Le dilemne du PDS…Les cadres libéraux parlent de tout sauf de…Abdou Khafor Touré

Dans un communiqué reçu nuitamment à la rédaction de xibaaru et signé du FNCL (Fédération Nationale des Cadres Libéraux), il est fait mention du soutien sans faille du PDS à Aïda Mbodj, l’ex présidente du conseil départemental de Bambey destitué pour des raisons politiciennes par le ministre de la gouvernance locale, Abdoulaye Diouf Sarr  qualifié de ministre-militant. Et ensuite, la FNCL se lance dans une diatribe contre le président Macky Sall dans la signature des Accords de Partenariat Economique (APE).
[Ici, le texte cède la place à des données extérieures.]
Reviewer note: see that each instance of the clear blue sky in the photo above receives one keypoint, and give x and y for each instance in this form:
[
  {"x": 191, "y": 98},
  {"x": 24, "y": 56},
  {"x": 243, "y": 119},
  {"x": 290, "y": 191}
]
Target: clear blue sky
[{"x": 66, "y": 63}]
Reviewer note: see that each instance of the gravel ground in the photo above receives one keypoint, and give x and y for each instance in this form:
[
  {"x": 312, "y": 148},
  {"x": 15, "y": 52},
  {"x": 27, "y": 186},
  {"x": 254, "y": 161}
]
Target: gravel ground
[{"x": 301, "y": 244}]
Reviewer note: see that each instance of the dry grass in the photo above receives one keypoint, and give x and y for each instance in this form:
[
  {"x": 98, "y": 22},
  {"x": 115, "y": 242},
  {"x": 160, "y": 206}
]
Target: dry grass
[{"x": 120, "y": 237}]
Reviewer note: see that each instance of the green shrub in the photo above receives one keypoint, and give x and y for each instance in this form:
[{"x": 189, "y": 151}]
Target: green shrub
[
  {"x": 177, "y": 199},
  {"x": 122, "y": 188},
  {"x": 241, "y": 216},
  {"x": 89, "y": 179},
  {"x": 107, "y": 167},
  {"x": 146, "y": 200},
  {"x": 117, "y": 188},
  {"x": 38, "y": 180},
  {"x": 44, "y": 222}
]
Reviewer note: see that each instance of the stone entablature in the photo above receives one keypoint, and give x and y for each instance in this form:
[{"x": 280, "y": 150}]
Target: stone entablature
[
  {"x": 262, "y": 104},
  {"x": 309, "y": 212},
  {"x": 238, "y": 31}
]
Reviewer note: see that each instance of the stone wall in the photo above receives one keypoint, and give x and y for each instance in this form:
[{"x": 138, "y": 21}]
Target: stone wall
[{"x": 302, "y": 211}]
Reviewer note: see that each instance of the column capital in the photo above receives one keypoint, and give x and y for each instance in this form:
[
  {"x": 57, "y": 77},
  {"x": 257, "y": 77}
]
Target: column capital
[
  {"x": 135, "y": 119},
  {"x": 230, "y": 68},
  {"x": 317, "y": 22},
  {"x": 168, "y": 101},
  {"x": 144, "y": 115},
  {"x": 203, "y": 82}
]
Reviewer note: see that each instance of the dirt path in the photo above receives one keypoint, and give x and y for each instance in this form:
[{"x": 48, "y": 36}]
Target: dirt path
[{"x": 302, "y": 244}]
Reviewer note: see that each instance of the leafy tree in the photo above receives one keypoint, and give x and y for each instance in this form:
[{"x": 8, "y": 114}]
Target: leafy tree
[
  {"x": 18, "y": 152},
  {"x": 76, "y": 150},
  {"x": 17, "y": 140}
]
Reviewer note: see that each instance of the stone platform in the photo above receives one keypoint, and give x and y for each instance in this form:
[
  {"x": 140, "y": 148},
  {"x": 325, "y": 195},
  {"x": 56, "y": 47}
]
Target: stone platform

Mais nulle part, la FNCL parle d’Abdou Khafor Touré, ancien Membre du Comité Directeur du PDS et Porte-parole de la  FNCL qui a décidé de quitter le PDS.

Comment est-ce que la FNCL peut se réunir à la permanence Oumar Lamine Badji, à l’effet d’examiner la situation politique nationale sans parler d’Abdou Khafor Touré qui a lâché le PDS pour « aller vers les prairies marron-beige » de l’APR comme l’a déclaré le karimiste, Alinard Ndiaye.

La FNCL a parlé de tout sauf des problèmes internes au PDS. Et il faut aussi rappeler que le démissionnaire du PDS, Abdou Khafor Touré faisait partie du groupe des réformateurs de Modou Diagne Fada, qui avait secoué le parti libéral dernièrement.

Xibaaru vous donne en intégralité le communiqué de la FNCL…Et vous verrez que le nom d’Abdou Khafor Touré n’apparaît nullement dans ledit communiqué…

Fédération Nationale des Cadres Libéraux (FNCL)

Communiqué :

La Fédération Nationale des Cadres Libéraux (FNCL) s’est réunie à la permanence Oumar Lamine Badji, à l’effet d’examiner la situation politique nationale et la question liée aux Accords de Partenariat Economique (APE).

Abordant la situation politique nationale, La FNCL tient, en prélude, à apporter son soutien sans ambages à la sœur Aïssatou Mbodj, Présidente du Conseil Départemental de Bambey suite à la tentative de spoliation de son poste à la tête de la dite circonscription territoriale par l’Etat-APR.

La sœur Aïssatou Mbodj, par ailleurs première femme Présidente de Conseil Départemental au Sénégal, est indexée par les responsables du camp présidentiel comme étant l’unique frein à une hypothétique victoire du camp présidentiel aux prochaines joutes électorales, d’où la mise en place de la GOLIPAM (Grande Offensive pour la Liquidation Politique de Aida Mbodj) en utilisant honteusement les maigres moyens de l’Etat. Afin de donner un semblant de légalité à sa forfaiture et un corpus à sa mesure, le ministre de la gouvernance locale a convoqué, sciemment, la loi 96-11 du 22 mars 1996, sous l’égide de son donneur d’ordre Macky Sall, faisant fi de la récente loi 2013-10 régissant les collectivités locales, loi issue de leur piteuse réforme dénommée Acte III de la Décentralisation.

Ainsi, la FNCL considère la décision du ministre-militant comme nulle et non avenue, usera de tous les moyens légaux afin de poursuivre le dit ministre pour abus de pouvoir et pour violation manifeste de la loi 2013-10 du 28 Décembre 2013 notamment en son livre 1 – Titre 4 – chapitre 2 – Articles 55 à 59. Elle encourage le Parti Démocratique Sénégalais (PDS) à organiser la résistance politique et juridique aux fins de stopper définitivement les incessantes agressions de ce régime contre le Parti et contre les Sénégalais en général.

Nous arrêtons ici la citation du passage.